Lately I’ve been playing around with the Deeplearning4j suite, and in particular ND4J. ND4J is a Java library for doing linear algebra. I’ve been evaluating it as a replacement for EJML in my little machine learning library . What got me excited about ND4J is that it has built in capabilities to leverage CUDA , which means harnessing the speed of GPUs. After extensive experimentation, the results are mixed.
First, I will say that from a purely “aesthetic” perspective, I like ND4J better. I found the syntax to be more succinct. I never did find a nice way to do broadcasting or vector operations in EJML. So, the code seemed more readable. The main question though is, how does it perform?
I compared the execution times using my mnist-images-test app, as well as chess4j . For the mnist-images test, I processed 60,000 training images for 50 epochs, a learning rate of 3.0, and batch sizes of 16 and 32. Batch size 16 was slightly more accurate, but Batch size 32 was faster for both libraries. Using EJML, it took 89 seconds. Using ND4J without vectorizing, it took 1045 seconds! After vectorizing some loops away, that reduced somewhat to 810 seconds, but that’s still a nearly 10x loss. Further, the CUDA build didn’t improve that any. So, clearly ND4J isn’t the winner here.

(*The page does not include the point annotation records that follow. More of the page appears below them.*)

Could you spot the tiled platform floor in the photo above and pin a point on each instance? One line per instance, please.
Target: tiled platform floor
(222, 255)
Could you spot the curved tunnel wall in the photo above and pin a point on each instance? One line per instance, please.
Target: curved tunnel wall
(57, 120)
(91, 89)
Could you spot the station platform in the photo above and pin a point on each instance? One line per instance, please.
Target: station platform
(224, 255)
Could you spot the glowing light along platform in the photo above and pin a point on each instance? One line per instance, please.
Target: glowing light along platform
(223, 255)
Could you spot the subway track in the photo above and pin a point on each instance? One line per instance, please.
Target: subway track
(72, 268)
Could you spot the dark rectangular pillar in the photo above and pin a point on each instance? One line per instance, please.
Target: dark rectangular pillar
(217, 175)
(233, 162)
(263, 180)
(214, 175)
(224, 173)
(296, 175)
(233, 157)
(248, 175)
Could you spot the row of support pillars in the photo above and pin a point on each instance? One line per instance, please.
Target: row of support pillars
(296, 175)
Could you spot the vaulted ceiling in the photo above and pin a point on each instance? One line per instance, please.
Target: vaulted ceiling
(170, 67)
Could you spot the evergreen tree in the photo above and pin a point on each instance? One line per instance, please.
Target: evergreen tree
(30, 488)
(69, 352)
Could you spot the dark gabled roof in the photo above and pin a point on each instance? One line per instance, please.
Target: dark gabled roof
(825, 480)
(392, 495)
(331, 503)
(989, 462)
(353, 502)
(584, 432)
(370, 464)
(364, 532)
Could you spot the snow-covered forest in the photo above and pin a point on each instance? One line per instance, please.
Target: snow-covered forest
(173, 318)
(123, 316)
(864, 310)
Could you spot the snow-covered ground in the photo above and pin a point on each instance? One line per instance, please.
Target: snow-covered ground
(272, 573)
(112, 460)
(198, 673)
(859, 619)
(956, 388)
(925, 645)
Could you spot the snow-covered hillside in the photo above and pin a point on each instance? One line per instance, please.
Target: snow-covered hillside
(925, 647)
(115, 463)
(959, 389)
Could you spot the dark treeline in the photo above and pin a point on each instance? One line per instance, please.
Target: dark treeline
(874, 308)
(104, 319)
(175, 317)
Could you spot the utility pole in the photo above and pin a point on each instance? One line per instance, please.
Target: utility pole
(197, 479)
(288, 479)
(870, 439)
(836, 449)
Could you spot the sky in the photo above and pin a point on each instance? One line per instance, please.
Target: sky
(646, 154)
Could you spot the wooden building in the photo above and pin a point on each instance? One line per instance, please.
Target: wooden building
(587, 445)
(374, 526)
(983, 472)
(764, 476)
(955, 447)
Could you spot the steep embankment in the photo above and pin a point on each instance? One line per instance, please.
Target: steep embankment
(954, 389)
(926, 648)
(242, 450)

In chess4j however, the situation was different. I ran just 1 epoch of 10m+ positions, with a batch size of 8192. The EJML build took 1109 seconds. The ND4J without vectorization build took 1920 seconds! However, vectorizing did help tremendously in this case. With vectorization, the execution time was reduced to 586 seconds. Sadly, the CUDA build didn’t improve that any either. So, in summary, ND4J is a winner in this case by a factor of about 2x, but still no benefit from using GPUs which seems odd.
I’m going to speculate that the difference is the “sparseness” of the operations that made the difference. The network inputs in chess4j would be more sparse. As for the CUDA runs though- perhaps because I’m running Ubuntu on WSL2? More testing is needed here.
All that said, I’m thinking of separating the trainer into a separate application anyway. If I do, it will probably be a Python app that leverages Pytorch. Technically there’s no need to do this, but I think it would keep the chess app itself cleaner; to keep its focus “pure.” Also, the extra practice with Pytorch would be beneficial. Even if I go that route I’d need to run forward pass code in the chess application, so I want that code to execute as fast as possible as well.
I have built up a library of around 1 million games, some played with other opponents and some self play games with random starting positions. At some point I’ll turn those games into training positions.